El equipo AV, como cualquier instalación técnica, se desgasta más lentamente y funciona con más fiabilidad cuando se revisa de forma periódica, y no solo se repara tras la avería. Muchos problemas que parecen repentinos —un proyector que se enciende en rojo, una caída brusca en la calidad del sonido— llevan meses gestándose y pueden detectarse mucho antes durante una revisión rutinaria. A continuación, hábitos sencillos y elementos que merece la pena revisar de forma regular.
Limpieza y revisiones del equipo
El polvo es uno de los mayores enemigos del equipo AV: obstruye los filtros de aire de los proyectores, limita la refrigeración de las pantallas de vídeo y se deposita sobre las lentes, empeorando la calidad de la imagen. Limpiar periódicamente los filtros del proyector (según las recomendaciones del fabricante para cada modelo concreto) evita el sobrecalentamiento del equipo, una de las principales causas de que se acorte la vida útil de la lámpara o del diodo láser. También conviene comprobar de vez en cuando el estado de los ventiladores y de los orificios de ventilación en el equipo instalado en muebles empotrados: una circulación de aire limitada acelera el desgaste de los componentes electrónicos.

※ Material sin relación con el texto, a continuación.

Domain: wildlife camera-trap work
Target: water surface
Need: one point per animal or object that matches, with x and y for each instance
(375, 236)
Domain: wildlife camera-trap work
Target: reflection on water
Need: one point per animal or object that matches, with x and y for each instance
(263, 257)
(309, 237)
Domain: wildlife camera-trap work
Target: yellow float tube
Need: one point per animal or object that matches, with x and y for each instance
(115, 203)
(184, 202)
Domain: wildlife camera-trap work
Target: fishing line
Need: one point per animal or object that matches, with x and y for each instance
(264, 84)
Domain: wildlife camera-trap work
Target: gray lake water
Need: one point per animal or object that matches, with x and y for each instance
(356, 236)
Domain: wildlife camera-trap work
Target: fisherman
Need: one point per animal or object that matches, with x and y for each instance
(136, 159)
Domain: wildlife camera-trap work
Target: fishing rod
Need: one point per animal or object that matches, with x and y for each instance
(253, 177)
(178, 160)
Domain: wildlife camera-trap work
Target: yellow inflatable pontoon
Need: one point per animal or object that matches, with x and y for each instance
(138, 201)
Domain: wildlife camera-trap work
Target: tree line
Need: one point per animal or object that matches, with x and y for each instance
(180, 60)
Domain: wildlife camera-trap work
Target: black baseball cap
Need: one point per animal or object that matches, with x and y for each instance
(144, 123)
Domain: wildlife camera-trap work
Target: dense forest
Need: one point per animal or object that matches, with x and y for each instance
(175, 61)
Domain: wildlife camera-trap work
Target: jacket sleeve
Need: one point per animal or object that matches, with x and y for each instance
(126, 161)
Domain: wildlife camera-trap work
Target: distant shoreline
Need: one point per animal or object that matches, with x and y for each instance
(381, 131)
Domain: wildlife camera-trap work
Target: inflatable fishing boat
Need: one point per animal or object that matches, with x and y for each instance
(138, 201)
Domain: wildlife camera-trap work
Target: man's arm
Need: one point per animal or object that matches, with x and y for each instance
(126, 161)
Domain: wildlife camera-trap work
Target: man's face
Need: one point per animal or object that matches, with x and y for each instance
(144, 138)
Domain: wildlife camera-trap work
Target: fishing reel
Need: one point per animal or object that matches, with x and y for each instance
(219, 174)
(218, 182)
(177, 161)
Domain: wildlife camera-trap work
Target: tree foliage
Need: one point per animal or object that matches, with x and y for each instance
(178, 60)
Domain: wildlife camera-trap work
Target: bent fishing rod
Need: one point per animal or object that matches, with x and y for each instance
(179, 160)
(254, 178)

Actualizaciones de software y firmware
El equipo AV moderno —cámaras, procesadores DSP, paneles de control, sistemas de videoconferencia— funciona a partir de un software que los fabricantes actualizan de forma regular, mejorando la estabilidad, la compatibilidad con las plataformas de comunicación y corrigiendo errores conocidos. Las actualizaciones descuidadas suelen ser una causa habitual de problemas reportados como "avería del equipo", aunque en realidad se deben a una versión de software obsoleta, incompatible con la versión actual de la plataforma de videoconferencia utilizada.
Control del cableado y las conexiones
- Conectores HDMI y de señal — con el tiempo pueden aflojarse, especialmente en los puntos donde se conectan y desconectan portátiles con frecuencia.

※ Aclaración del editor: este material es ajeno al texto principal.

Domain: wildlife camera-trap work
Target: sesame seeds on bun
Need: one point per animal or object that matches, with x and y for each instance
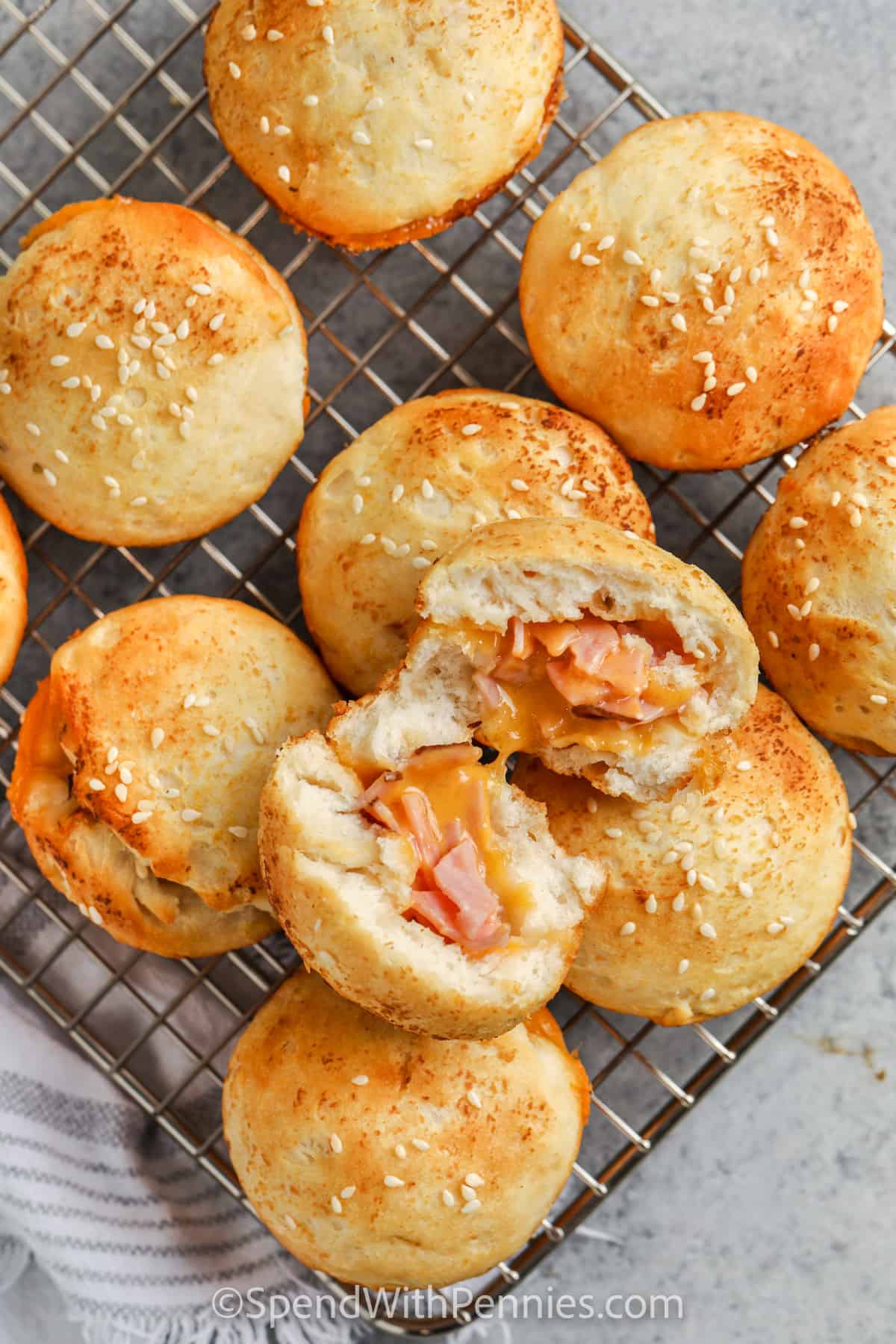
(373, 124)
(421, 480)
(722, 304)
(386, 1159)
(155, 373)
(141, 761)
(712, 897)
(820, 585)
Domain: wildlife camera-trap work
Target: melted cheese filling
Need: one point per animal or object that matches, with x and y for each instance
(623, 698)
(465, 886)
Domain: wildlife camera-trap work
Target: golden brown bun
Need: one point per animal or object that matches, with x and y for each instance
(421, 112)
(152, 458)
(722, 195)
(13, 591)
(113, 688)
(768, 844)
(302, 1129)
(561, 569)
(821, 597)
(359, 581)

- Cables expuestos a flexión — en las mesas de conferencias o en equipos móviles, conviene comprobar que el aislamiento no esté dañado.
- Soportes y estructuras de sujeción — control periódico del apriete de los tornillos, especialmente en equipos más pesados montados en pared o techo.
- Baterías de los dispositivos inalámbricos — conviene comprobar periódicamente micrófonos y mandos, para evitar sorpresas durante una reunión importante.
Regla práctica: es mejor planificar una revisión breve del equipo cada pocos meses que esperar a la primera avería — la mayoría de las reparaciones costosas vienen precedidas de señales que se detectan con facilidad durante un control periódico.
Calendario de revisiones
Conviene ajustar la frecuencia de las revisiones a la intensidad de uso del equipo: una sala de conferencias utilizada a diario durante muchas horas requiere un control más frecuente que una sala de formación poco utilizada. Es buena práctica llevar un registro sencillo de revisiones y reparaciones, gracias al cual resulta fácil detectar problemas recurrentes con un dispositivo concreto antes de que se conviertan en una avería más grave que exija sustituir todo el equipo.
Resumen
El mantenimiento regular de los sistemas AV —limpieza, actualizaciones de software y control de las conexiones— cuesta poco tiempo, pero alarga de forma real la vida útil del equipo y reduce el número de averías en los momentos menos oportunos. Un calendario sencillo de revisiones, ajustado a la intensidad de uso de cada sala, es una de las inversiones más económicas que una empresa puede hacer en su infraestructura AV.